01. Pertemuan yang Ditakdirkan

302 21 0
                                    

"Perpisahan menjadikan pertemuan menjadi berkesan. Bahkan sakitnya perpisahan justru menjadi bumbu penyedap akan nikmatnya pertemuan."

Seperti saat Hafsya ditinggalkan oleh Ilyas, seperti itu pula awan mendung ikut menangis. Hafsya meninggalkan rumah itu begitu saja, meninggalkan Ilyas yang masih terus berdiri mematung. Ilyas tidak memiliki keberanian untuk menghentikan Hafsya setelah banyak rasa sakit yang telah diberikannya.

Sebenarnya Hafsya sama sekali tidak membenci Ilyas maupun Sonia. Namun ia butuh waktu untuk menyembuhkan luka-lukanya. Hafsya sama sekali tidak tahu harus berpikir apa dan harus bersikap bagaimana. Ia juga tidak tahu bagaimana ia akan menyembuhkan lukanya dan harus ke mana ia pergi.

Kecewa, memang itu yang Hafsya rasakan. Kehilangan, memang itu yang ia rasa paling menyakitkan. Ia melahirkan tanpa seorang keluarga pun di sampingnya. Bayinya membutuhkan ayahnya saat ia tahu darah anaknya tidak cocok dengan dirinya. Memang begitulah awal permulaan kekecewaan datang bertubi-tubi.

Walau tanpa Ilyas dan Sonia, Hafsya siap melahirkan anaknya sendiri. Namun kehendak Tuhan berkata lain. Bayi mereka kekurangan darah dan hanya darah Ilyas yang cocok dengannya. Karena Ilyas tidak juga kunjung datang akhirnya bayi itu tidak dapat diselamatkan.

Ilyas baru datang saat bayi mereka telah selesai dimakamkan. Hafsya sama sekali tidak memiliki kekuatan apa pun untuk menjelaskannya pada Ilyas. Ia memilih untuk meninggalkannya begitu saja. Meninggalkan tanda tanya yang besar bagi Ilyas. 

Hafsya berjalan dan terus berjalan. Tidak tahu harus apa dan tidak tahu harus bagaimana. Dirinya merasa kosong dan jiwanya hampa. Harus sedih, harus membenci, atau harus memaafkan ia sama sekali tidak tahu. Ia membiarkan air matanya menyatu begitu saja dengan hujan dan menatap hampa ke arah jalan.

Dar!

Suara tembakan yang begitu keras membuyarkan lamunan Hafsya, ia melihat seseorang sedang beradu tembak dengan beberapa orang yang memakai masker dan topi hitam. Tapi laki-laki itu begitu handal dalam memainkan pistolnya, hingga semua peluru yang ia arahkan tak meleset sedikit pun. 

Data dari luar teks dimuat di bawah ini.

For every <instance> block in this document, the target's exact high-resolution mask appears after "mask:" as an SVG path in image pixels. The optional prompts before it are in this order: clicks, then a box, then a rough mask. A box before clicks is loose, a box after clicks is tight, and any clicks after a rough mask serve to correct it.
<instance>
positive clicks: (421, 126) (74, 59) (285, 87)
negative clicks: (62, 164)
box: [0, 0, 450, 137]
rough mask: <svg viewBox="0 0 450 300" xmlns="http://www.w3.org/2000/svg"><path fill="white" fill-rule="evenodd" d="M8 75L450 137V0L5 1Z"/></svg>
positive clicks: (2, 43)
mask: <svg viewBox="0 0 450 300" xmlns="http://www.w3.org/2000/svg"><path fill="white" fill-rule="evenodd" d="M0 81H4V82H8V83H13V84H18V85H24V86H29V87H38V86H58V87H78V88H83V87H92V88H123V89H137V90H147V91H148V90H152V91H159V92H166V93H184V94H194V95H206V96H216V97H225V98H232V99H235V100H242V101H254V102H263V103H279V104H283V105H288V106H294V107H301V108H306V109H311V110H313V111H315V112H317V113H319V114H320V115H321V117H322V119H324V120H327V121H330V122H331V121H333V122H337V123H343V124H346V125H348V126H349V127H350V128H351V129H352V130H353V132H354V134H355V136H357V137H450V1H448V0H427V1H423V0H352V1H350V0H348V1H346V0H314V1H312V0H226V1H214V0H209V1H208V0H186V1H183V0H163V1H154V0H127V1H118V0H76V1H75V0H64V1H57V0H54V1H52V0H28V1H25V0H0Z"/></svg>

Namun sayang sekali musuhnya begitu licik. Diam-diam salah satu dari mereka bergerak dari belakang dan akan menembak pria itu. Tanpa berpikir panjang Hafsya berlari sangat cepat dan mendorong pria itu sehingga peluru yang terlepas menggores bahunya dan membuatnya segera terjatuh. 

Pria itu sangat terkejut, ia segera membalas musuhnya dengan menembakan banyak sekali peluru bertubi-tubi ke dadanya. Hafsya yang keadaannya sedang sangat lemah dengan cepat ia langsung tak sadarkan diri. Pria itu segera membopongnya dan membawa ke sebuah rumah yang begitu besar dan jauh dari keramaian.

"Bagaimana Dok keadaannya?" tanya pria itu.

"Hanya luka luar saja, pelurunya tidak masuk ke lengannya sehingga tidak ada luka serius yang perlu dikhawatirkan."

"Kapan kira-kira dia akan sadar?"

"Sebentar lagi juga pasti akan sadar."

"Baiklah kalau begitu, mari saya antar Anda kelur."

"Mari."

Setelah mengantar dokter keluar dari rumahnya pria itu segera kembali ke kamar tempat Ergia berada. Ia menemukan sebuah buku yang tidak sengaja terjatuh saat membopong Hafsya. Kemudian ia membacanya kata demi kata hingga dalam sekejap seluruh buku telah selesai di bacanya. Tanpa pemuda itu sadari air mata telah membuat bendungan tertahan di pelupuk matanya. Hingga dengan segera ia menghapusnya saat mengetahui Hafsya telah mulai sadar dari pingsannya.

"Hai kamu sudah sadar?" sapa pria itu.

Hafsya sangat terkejut melihat seorang pria  ada di depannya. Ia segera duduk walau ia merasakan kepalanya sangat pusing tak tertahan. Hafsya mencoba mengamati sekelilingnya dan tersadar bahwa ia sedang berada di tempat baru yang belum pernah ia kenal sebelumnya.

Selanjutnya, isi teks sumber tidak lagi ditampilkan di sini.